I can’t tell you how many times I’ve heard the phrase, “You just wait!” over the past few months.
If you, like me, are the parent of a tween, you’ve probably heard it too. Well-meaning people all over the place are warning me (with a slightly ominous tone I might add) of what I’m now thinking of as the “years of doom”… aka puberty.
My daughter has reached the age where she yearns for a bit of independence. And I am loosening my reins a bit by giving her some leeway when I deem it appropriate. Take last week, for example. My family took a trip to Cuba where we stayed in an all-inclusive resort. We were perfectly comfortable letting our daughter explore on her own, get drinks for herself and play with the friends she made there. We knew she was safe and she was thrilled with her new-found freedom.
But the situation back at home is different, isn’t it? We can’t let her wander the streets at all hours of the day. And I’m finding that because I’ve given her a bit of independence, she’s pushing for more and argues with me when she doesn’t get her own way. I know what you’re thinking right now: “You just wait!” See, I told you I’ve been hearing a lot of that lately.
We parents never stop worrying about our kids. And I find that the older my daughter gets, the more nervous I get about things I can no longer control. She deserves some independence, but that means letting her go and trusting her to make the right decisions. I can’t keep her safely locked inside the house forever (as much as I may want to).
Matt and Simone Porter, in Kathryn Croft’s The Girl You Lost, are desperately in love with their baby Helena. They are young parents, and Helena was a surprise, but they are content with the path their life has taken until the awful day that Helena is kidnapped and their lives are shattered.

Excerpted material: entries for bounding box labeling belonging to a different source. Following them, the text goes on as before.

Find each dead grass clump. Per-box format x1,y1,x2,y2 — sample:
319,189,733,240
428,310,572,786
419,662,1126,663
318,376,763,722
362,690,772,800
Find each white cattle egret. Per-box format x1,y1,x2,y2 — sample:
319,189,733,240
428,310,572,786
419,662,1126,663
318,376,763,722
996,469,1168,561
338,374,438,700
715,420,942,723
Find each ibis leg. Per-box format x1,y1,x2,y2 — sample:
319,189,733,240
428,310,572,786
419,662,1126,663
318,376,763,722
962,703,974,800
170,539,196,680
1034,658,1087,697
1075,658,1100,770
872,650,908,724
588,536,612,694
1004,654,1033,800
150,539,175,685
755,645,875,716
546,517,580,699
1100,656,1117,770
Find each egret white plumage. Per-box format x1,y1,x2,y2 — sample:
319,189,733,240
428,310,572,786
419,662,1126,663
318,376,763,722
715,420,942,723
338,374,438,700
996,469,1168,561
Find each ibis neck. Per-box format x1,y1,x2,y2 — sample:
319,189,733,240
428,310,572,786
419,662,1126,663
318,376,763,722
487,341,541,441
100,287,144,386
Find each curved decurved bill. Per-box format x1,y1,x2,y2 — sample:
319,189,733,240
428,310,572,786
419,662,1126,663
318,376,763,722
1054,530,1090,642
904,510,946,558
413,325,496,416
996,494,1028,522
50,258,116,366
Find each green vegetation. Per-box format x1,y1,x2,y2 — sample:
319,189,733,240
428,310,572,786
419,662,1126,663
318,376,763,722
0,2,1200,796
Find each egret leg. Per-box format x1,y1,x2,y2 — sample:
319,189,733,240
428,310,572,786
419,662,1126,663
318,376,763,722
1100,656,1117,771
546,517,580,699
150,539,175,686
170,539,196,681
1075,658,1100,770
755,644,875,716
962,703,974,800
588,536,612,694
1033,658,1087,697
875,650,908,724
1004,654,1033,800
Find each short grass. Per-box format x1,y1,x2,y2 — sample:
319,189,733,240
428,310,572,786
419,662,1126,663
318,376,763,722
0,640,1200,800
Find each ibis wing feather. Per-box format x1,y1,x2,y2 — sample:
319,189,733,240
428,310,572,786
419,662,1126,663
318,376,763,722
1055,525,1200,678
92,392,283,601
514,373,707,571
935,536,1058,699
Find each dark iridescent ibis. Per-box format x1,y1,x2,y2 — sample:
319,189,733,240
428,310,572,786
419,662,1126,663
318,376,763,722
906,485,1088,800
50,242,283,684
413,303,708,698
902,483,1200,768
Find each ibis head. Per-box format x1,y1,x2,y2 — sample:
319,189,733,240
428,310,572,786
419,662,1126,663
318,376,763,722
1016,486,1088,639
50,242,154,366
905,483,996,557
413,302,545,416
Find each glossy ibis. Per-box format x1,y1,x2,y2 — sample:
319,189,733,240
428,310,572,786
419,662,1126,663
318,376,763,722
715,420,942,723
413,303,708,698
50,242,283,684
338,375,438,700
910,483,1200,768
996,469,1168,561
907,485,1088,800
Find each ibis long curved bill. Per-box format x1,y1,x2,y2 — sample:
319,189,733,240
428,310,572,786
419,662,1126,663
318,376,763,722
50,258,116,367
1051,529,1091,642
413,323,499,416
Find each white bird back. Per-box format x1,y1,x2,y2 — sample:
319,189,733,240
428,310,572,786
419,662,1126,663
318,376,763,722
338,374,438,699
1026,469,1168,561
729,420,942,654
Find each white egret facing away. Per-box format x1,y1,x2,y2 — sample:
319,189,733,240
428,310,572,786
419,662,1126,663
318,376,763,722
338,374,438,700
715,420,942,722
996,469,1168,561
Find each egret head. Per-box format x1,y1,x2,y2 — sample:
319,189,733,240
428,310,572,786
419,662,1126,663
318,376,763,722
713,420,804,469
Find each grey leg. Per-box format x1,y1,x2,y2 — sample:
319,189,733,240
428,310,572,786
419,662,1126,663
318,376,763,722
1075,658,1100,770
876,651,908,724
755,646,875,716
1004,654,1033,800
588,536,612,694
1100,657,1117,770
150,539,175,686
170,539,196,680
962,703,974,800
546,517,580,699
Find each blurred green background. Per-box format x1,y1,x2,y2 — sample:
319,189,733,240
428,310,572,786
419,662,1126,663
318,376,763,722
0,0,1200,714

Now, eighteen years later, Matt and Simone have adjusted to their new path in life. Instead of drifting apart like so many other couples who have faced tragedy, Matt and Simone are closer than ever. Matt has a thriving medical practise and Simone is an accomplished journalist, but they never stopped missing Helena even though all leads to her disappearance are long cold.
Eighteen years may seem like an eternity, but when a young woman approaches Simone claiming to be Helena, Simone’s sense of loss and heartache are as fresh as the day she was taken. Could this young woman be their long-lost daughter? Evidence seems to suggest it but Matt is more skeptical. Why would she show up now? What does she want?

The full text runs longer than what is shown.